Türkiye'nin büyük bölümünün yarı kurak sayılabilecek iklim kuşağında bulunduğuna işaret eden Aydın, kişi başına düşen 1,519 metreküp civarındaki yıllık su miktarıyla su azlığı yaşandığını, kaynakların sınırlı olduğunu anlattı. Aydın, su kaynaklarının yaklaşık yüzde 70'inin tarımsal amaçlı kullanıldığını, kar yağışlarının bu anlamda olumlu etkisi bulunduğunu vurgulayarak, şöyle konuştu: "Kar yağışının yeryüzü ve yer altı su rezervlerini, baraj doluluk oranlarını artırması gibi birçok avantajları da var. Örneğin Fırat havzasındaki su akımının yüzde 70'ini kar erimesi meydana getirmektedir. Kar yavaş yavaş eriyerek toprağa süzüldüğü için özellikle yer altı sularının beslenmesi açısından çok önemlidir. Ülkemizde yoğun kullanım sebebiyle yer altı suyu tablasının her yıl düştüğü dikkate alınırsa kar yağışı hayati önem arz etmektedir. Ayrıca Orman ve Su İşleri Bakanlığının son yağışlarla barajların doluluk oranlarının yüzde 75'lere ulaştığını bildirilmesi kar yağışlarının faydasının en önemli göstergesidir."

Konya Ovası'nın kapalı bir havza olması ve yoğun şekilde tarımsal sulama yapılması nedeniyle her yıl yer altı su seviyesinin bir metre azaldığının altını çizen Aydın, kar yağışının bu seviyenin yükselmesine katkı sağlayacağını aktardı.
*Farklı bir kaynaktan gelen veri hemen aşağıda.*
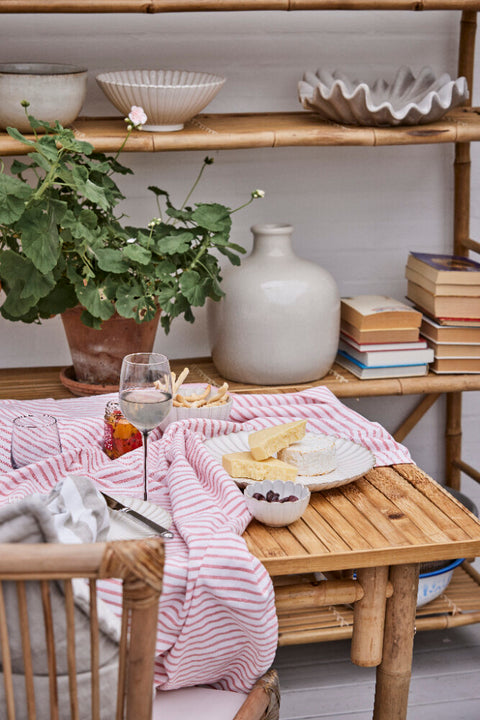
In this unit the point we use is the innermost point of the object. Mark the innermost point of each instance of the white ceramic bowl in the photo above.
(433, 584)
(54, 91)
(216, 412)
(169, 97)
(277, 514)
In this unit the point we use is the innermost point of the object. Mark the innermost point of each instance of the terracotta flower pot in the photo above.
(97, 354)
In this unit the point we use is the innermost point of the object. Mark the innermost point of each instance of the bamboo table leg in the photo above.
(369, 617)
(393, 673)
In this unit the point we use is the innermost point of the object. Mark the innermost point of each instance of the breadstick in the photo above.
(199, 396)
(180, 379)
(183, 401)
(221, 392)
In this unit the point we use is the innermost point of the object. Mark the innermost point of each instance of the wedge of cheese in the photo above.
(242, 464)
(265, 443)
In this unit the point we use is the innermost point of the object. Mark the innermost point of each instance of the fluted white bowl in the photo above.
(408, 100)
(169, 97)
(277, 514)
(214, 412)
(54, 91)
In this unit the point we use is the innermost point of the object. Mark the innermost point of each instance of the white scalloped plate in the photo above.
(408, 99)
(353, 461)
(123, 527)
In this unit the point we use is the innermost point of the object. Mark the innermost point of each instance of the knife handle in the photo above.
(159, 529)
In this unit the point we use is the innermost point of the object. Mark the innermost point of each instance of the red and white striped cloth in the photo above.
(217, 621)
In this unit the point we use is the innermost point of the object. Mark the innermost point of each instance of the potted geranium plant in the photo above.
(63, 250)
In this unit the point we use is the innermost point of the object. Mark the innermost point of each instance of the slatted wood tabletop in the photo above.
(262, 130)
(394, 515)
(29, 383)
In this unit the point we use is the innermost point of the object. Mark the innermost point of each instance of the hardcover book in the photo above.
(463, 366)
(444, 350)
(456, 334)
(373, 373)
(444, 307)
(380, 312)
(378, 358)
(441, 288)
(380, 336)
(453, 269)
(366, 347)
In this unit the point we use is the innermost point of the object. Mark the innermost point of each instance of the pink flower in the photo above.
(137, 116)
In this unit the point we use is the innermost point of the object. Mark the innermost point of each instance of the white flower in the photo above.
(137, 116)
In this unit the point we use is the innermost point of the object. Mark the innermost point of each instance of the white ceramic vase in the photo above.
(279, 320)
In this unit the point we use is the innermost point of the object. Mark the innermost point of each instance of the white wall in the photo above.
(357, 211)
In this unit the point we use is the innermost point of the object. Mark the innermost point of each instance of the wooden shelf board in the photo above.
(164, 6)
(32, 383)
(459, 605)
(255, 130)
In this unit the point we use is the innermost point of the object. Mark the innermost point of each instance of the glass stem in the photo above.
(145, 437)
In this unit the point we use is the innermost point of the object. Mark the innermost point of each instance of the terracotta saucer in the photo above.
(67, 378)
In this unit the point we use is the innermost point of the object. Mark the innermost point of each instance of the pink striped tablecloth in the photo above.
(217, 621)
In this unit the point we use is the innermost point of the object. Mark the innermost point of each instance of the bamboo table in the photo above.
(382, 526)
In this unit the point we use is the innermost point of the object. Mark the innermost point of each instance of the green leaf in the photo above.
(234, 259)
(37, 284)
(18, 167)
(111, 260)
(213, 217)
(40, 239)
(137, 253)
(13, 195)
(178, 241)
(193, 287)
(17, 135)
(94, 300)
(59, 299)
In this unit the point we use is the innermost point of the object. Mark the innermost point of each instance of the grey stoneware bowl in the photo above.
(55, 92)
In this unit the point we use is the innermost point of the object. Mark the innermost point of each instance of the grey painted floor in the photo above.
(318, 682)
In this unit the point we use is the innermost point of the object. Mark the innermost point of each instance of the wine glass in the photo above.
(145, 395)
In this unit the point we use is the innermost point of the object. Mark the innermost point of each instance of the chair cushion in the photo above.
(29, 521)
(196, 702)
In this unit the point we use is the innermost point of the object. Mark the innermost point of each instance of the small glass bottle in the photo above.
(120, 436)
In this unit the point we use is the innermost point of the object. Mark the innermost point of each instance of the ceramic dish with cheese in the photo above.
(289, 452)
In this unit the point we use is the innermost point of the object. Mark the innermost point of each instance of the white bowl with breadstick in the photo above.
(197, 400)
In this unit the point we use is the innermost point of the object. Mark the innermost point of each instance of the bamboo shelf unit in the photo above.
(461, 604)
(261, 130)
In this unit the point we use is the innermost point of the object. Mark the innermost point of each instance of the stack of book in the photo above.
(380, 338)
(446, 288)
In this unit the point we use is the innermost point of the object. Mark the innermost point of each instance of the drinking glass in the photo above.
(34, 437)
(145, 395)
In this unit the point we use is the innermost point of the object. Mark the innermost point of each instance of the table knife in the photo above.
(120, 507)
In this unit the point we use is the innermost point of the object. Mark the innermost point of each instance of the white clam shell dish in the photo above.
(407, 100)
(169, 97)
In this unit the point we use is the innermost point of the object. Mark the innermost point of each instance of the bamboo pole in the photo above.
(453, 439)
(369, 617)
(393, 673)
(166, 6)
(467, 469)
(332, 592)
(415, 416)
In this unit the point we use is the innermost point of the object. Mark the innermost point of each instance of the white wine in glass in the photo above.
(145, 395)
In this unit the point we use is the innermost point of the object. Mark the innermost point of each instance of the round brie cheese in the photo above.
(313, 455)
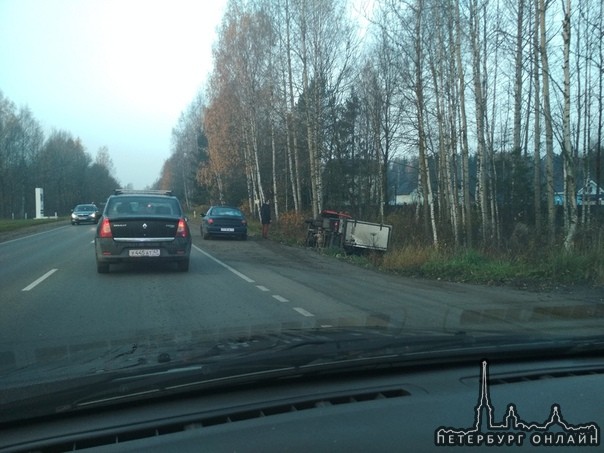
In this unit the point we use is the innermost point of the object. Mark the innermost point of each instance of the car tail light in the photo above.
(105, 230)
(181, 231)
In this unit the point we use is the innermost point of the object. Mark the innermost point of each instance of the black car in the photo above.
(224, 221)
(85, 213)
(141, 226)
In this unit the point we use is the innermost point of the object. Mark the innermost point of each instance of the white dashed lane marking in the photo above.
(35, 283)
(299, 310)
(303, 312)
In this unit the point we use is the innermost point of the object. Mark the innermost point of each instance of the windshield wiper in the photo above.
(288, 355)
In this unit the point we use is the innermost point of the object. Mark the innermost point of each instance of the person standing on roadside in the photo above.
(265, 218)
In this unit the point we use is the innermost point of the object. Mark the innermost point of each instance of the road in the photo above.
(53, 301)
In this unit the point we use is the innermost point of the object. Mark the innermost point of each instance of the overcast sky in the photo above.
(115, 73)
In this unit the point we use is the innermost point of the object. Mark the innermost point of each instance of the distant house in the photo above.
(589, 194)
(412, 198)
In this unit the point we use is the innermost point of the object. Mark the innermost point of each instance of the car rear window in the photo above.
(226, 211)
(142, 206)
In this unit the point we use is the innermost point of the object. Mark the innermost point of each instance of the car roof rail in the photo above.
(146, 191)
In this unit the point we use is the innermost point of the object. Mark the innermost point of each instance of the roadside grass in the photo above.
(9, 225)
(549, 269)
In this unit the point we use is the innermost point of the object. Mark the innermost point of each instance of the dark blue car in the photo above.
(224, 221)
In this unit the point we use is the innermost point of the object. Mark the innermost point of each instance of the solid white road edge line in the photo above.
(40, 280)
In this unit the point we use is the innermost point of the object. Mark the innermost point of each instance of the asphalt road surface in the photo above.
(53, 302)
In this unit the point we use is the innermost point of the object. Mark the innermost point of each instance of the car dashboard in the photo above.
(520, 404)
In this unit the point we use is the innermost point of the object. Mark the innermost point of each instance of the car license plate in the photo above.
(144, 252)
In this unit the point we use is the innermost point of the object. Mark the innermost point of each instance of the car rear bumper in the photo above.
(226, 231)
(110, 251)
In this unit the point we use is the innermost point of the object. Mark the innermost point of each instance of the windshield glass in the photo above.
(412, 183)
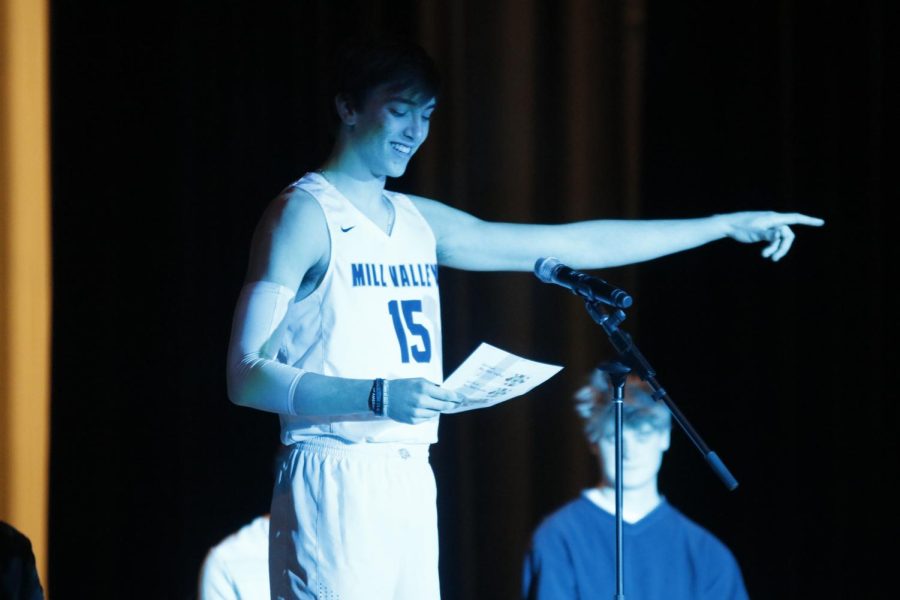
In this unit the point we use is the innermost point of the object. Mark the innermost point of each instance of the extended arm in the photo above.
(466, 242)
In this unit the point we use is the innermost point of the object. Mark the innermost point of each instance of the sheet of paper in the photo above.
(491, 375)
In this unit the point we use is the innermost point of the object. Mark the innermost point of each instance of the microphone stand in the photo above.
(634, 361)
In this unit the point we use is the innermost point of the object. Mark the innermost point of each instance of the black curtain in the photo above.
(174, 124)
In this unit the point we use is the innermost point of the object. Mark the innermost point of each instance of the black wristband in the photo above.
(376, 397)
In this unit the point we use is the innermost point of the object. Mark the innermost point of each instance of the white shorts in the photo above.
(354, 522)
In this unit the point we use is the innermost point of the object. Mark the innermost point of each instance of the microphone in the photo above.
(593, 289)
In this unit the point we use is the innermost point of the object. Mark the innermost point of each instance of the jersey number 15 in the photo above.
(407, 329)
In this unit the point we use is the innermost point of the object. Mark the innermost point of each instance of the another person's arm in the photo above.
(466, 242)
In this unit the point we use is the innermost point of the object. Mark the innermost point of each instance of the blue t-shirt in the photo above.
(667, 557)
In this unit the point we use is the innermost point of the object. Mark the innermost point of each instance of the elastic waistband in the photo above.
(381, 450)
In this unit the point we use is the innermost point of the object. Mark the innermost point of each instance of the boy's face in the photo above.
(642, 451)
(388, 129)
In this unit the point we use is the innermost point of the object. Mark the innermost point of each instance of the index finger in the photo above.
(801, 219)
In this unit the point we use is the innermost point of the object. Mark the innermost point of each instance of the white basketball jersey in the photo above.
(376, 313)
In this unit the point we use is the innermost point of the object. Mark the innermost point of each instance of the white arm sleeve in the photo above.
(254, 378)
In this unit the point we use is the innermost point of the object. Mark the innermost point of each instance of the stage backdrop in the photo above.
(174, 125)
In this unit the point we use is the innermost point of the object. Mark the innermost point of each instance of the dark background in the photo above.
(174, 123)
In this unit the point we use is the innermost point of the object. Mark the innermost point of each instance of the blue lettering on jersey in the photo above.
(357, 272)
(402, 275)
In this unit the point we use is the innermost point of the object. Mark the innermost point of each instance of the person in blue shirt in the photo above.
(667, 556)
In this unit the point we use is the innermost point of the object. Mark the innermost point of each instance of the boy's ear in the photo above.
(345, 109)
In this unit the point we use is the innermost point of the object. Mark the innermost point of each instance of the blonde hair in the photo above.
(593, 403)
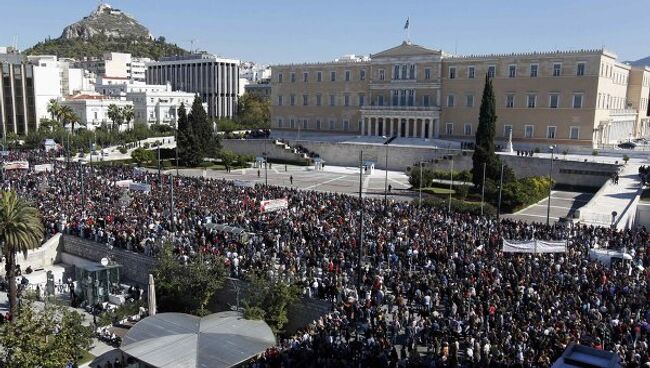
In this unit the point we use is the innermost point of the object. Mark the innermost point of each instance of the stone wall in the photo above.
(135, 267)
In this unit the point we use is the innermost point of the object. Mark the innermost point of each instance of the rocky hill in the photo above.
(106, 30)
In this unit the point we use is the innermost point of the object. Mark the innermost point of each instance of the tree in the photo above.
(270, 300)
(485, 134)
(254, 112)
(190, 287)
(48, 338)
(21, 229)
(127, 114)
(142, 155)
(203, 130)
(115, 114)
(188, 152)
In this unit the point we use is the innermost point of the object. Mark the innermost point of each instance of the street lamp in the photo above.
(550, 186)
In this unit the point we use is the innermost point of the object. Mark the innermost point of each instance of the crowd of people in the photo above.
(424, 288)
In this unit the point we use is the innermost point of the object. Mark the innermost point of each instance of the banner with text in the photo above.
(273, 205)
(533, 246)
(16, 165)
(44, 168)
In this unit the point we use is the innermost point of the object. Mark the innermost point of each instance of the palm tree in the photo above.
(127, 114)
(54, 108)
(21, 229)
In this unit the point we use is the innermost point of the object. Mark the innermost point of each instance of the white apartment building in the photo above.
(117, 65)
(215, 79)
(152, 103)
(92, 108)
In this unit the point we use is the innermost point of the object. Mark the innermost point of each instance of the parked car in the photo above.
(627, 145)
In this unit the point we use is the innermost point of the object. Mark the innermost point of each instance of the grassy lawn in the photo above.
(86, 357)
(438, 191)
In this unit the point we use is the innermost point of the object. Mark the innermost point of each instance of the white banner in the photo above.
(274, 205)
(123, 183)
(44, 168)
(14, 165)
(142, 187)
(533, 246)
(243, 183)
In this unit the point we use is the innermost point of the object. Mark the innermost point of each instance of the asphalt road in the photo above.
(562, 204)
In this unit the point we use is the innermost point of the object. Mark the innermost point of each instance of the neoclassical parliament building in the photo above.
(579, 98)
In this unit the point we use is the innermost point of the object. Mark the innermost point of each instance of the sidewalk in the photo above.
(614, 197)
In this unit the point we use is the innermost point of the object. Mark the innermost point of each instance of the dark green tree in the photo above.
(188, 153)
(485, 134)
(202, 128)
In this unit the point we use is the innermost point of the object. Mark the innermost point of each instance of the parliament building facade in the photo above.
(579, 98)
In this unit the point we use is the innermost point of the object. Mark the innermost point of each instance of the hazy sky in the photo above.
(279, 31)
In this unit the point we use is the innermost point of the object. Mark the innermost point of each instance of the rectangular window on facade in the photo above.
(492, 71)
(450, 128)
(471, 72)
(550, 132)
(450, 101)
(577, 101)
(452, 73)
(532, 101)
(557, 69)
(467, 129)
(529, 131)
(469, 101)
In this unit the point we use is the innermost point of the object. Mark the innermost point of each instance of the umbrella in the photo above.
(151, 296)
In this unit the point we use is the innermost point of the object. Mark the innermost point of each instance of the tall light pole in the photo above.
(500, 190)
(360, 223)
(550, 187)
(483, 190)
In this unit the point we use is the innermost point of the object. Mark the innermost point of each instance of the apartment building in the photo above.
(578, 98)
(215, 79)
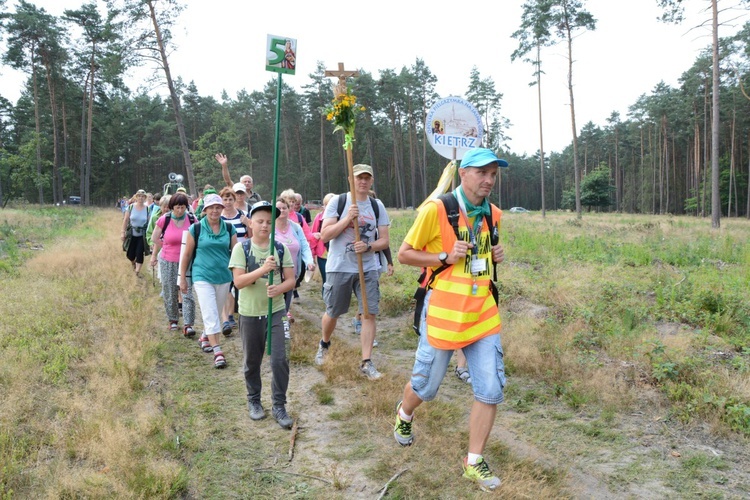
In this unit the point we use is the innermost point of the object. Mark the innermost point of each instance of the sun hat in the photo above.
(263, 205)
(479, 157)
(212, 199)
(361, 168)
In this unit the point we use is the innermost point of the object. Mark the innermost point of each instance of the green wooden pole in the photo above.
(273, 207)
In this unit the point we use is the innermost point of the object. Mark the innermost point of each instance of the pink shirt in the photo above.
(170, 250)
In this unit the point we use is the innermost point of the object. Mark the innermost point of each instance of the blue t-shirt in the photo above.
(212, 255)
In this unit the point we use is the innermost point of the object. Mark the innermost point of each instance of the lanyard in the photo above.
(473, 233)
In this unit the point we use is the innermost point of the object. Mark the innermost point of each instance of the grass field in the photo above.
(617, 329)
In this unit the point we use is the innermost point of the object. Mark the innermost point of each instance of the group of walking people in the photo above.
(454, 239)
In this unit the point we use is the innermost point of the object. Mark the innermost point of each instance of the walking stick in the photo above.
(343, 115)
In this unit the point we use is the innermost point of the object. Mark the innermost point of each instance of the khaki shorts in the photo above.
(338, 288)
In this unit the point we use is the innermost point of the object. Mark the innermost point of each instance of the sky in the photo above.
(221, 46)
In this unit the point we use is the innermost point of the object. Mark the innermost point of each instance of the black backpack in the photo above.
(453, 213)
(375, 209)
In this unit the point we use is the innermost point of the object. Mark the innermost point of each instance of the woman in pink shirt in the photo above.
(167, 240)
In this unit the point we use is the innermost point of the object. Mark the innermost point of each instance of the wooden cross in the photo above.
(342, 75)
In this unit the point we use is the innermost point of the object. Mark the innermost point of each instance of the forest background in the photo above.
(77, 129)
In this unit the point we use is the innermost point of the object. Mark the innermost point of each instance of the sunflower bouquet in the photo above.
(343, 112)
Kar Kabus Değil Güzel Bir Rüyadır

Yağmur ve özellikle kar yağarken havadaki kirletici partikülleri ve gazları bünyesine aldığı için mikroorganizmaların çoğalmasını yavaşlattığını kaydeden Aydın, karın havadaki kirleticilerin temizlenmesine, mikropların ölmesine veya çoğalmasına engel olacak etkilere sahip olduğunu söyledi. Kar yağınca havanın yumuşadığını, aşırı soğumasının engellendiğini dile getiren Aydın: "Anadolu'da yağmur için 'Rahmet, bereket yağıyor' diye kullanılan bir tabir vardır. Kar yağışını da böyle nitelendirerek, Türkiye'ye rahmet ve bereket yağdığını söylemek daha uygundur. Karın aslında kâbus değil, uzun vadedeki su getirisi açısından ülkemiz insanları için güzel bir rüya olduğunu söylemek daha doğru olur." ifadesini kullandı.